Being indispensable on a team may sound good on paper, but it can actually put your career on track and limit your career opportunities. Plus, if you’re the only one who knows how to do your job, it doesn’t really do any good for the company.
Replaceable does not mean redundant
Being replaceable – a concept that many CEOs and business management books have promoted over the years – isn’t as shaky as it sounds; it simply means that someone else in your workplace can do your job. This does not mean that the job is not important or that you are not the best person for the role. But if you want to move on, you’re lucky to be promoted if there is already a successor who is capable and willing to take on the role.
Being replaceable means that you will share the knowledge and skills associated with your role with other employees, which will ultimately benefit the company and demonstrate to leaders that you have leadership qualities. Conversely, thinking of yourself as irreplaceable can be dangerous if you overestimate your value to the employer.
“I don’t think there will ever be a case where someone is truly irreplaceable in a successful company,” says Joe Hirkin, CEO of Issuu . “Replacement does not mean leaving the company, it means that you have done a good job and create the opportunity to solve new problems, for example, to manage a large number of people.”

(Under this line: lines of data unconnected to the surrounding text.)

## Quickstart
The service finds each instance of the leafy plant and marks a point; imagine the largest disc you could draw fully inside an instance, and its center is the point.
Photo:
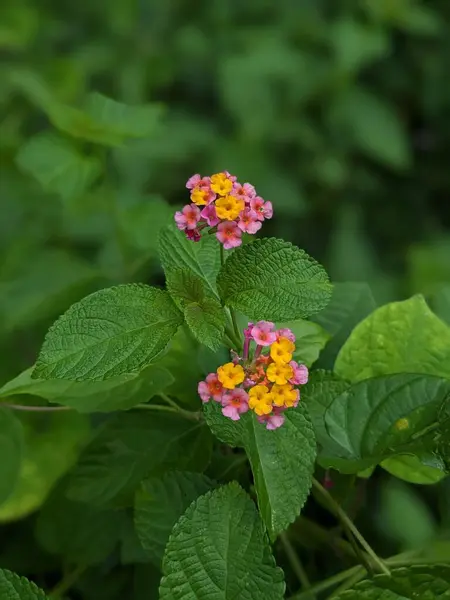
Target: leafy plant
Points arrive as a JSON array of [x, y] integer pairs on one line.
[[206, 487]]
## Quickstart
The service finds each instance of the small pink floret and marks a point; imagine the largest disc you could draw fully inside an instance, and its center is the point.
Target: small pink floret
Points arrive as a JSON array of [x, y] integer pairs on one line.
[[263, 333], [209, 214], [249, 221]]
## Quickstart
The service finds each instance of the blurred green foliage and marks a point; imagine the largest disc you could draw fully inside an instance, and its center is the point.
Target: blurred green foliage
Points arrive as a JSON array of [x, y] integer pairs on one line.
[[336, 111]]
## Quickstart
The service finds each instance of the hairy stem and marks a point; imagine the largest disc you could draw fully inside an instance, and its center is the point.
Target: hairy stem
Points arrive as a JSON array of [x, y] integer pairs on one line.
[[338, 511], [296, 565], [35, 408]]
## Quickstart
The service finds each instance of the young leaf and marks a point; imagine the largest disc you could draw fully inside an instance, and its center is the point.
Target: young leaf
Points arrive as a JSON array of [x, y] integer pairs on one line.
[[106, 121], [111, 332], [118, 393], [42, 465], [57, 165], [218, 550], [398, 337], [133, 445], [203, 313], [310, 340], [202, 258], [282, 461], [410, 468], [428, 581], [272, 279], [349, 304], [384, 416], [159, 503], [11, 452], [13, 587], [77, 532]]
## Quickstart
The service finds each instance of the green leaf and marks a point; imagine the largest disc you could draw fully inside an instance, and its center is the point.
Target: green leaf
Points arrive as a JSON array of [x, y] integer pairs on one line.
[[272, 279], [30, 295], [384, 416], [350, 304], [111, 332], [57, 166], [429, 581], [282, 461], [398, 337], [310, 340], [218, 551], [13, 587], [202, 258], [159, 503], [131, 446], [118, 393], [77, 532], [202, 311], [318, 394], [410, 468], [11, 452], [441, 303], [53, 442]]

Jennifer Moss, author of Burnout Epidemic: Increasing Chronic Stress and How We Can Fix it , argues that lack of trust also undermines team spirit.
“If you’re a micromanager who always checks, you tell the team that they don’t have the same skill level as you to get the job done,” says Moss. “You may think that you are irreplaceable and provide for your role in the organization, but you are more likely to demonstrate that you are not a very good boss, which ultimately makes your job less secure. You are also more likely to burn out.

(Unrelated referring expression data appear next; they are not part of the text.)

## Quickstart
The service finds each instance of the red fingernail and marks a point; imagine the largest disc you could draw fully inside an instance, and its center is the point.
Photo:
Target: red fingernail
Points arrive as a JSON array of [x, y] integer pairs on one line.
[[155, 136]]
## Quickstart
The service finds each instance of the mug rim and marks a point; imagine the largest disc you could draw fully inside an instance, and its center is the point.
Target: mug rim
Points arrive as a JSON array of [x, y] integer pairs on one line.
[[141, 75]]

How to make yourself replaceable
Start by asking, “If I suddenly leave, will someone else be able to do my job?” If the answer is no, try to identify what might prevent someone with your qualifications from taking on your role. Maybe it has something to do with product knowledge, day-to-day tasks, or something as simple as a password for a program. Either way, this is institutional knowledge that you should try to share with the team. To do this, consider the following steps:
- Put it all in writing: every process, task, or policy related to your job should be recorded and stored on disk where others can access it (ideally with a date or version number). It will help new hires to master the basics, but it will also serve as a handy help for existing hires if they need it.
- Support and educate your peers: If no one else can do your job, flag it as a problem with your supervisor. Be prepared to share knowledge and offer training on tasks related to your role with your peers or direct reports.

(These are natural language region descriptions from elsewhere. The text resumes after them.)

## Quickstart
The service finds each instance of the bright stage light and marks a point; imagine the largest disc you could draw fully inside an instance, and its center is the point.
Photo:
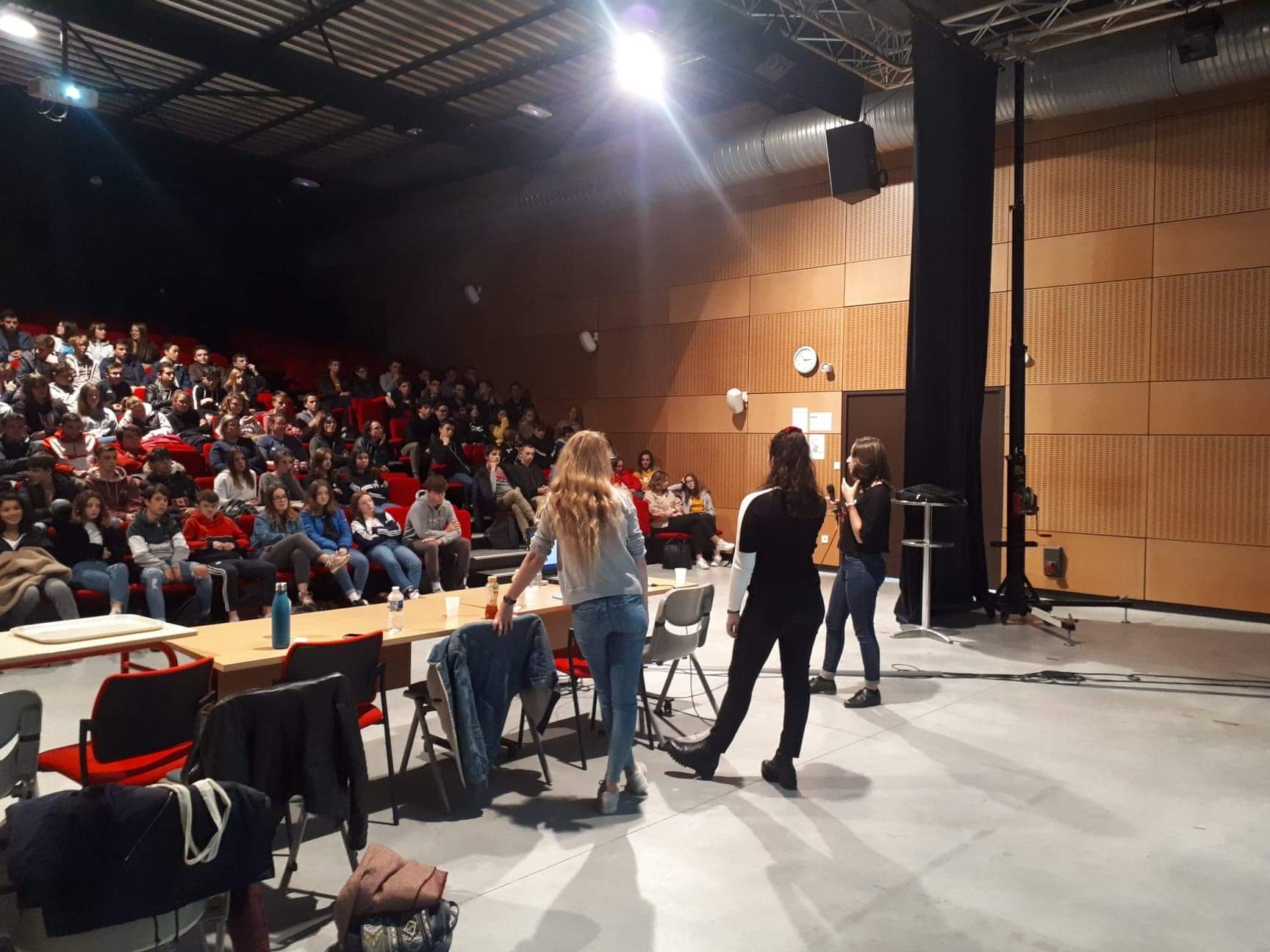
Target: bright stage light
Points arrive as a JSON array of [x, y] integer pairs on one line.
[[639, 65]]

- Delegate: Avoid the trap of thinking you need to sign every last task, especially when a coworker or line manager clearly has the skills to do the job. Research shows that employee morale in the workplace is closely linked to a sense of autonomy , which is another way of saying that they feel trusted and have the ability to make decisions for themselves.
Making yourself replaceable simply means that you are doing the right thing to get the promotion. By writing your tasks, delegating them as needed, and sharing your skills with team members, you will demonstrate the leadership qualities that companies look for when hiring new jobs or promoting internally.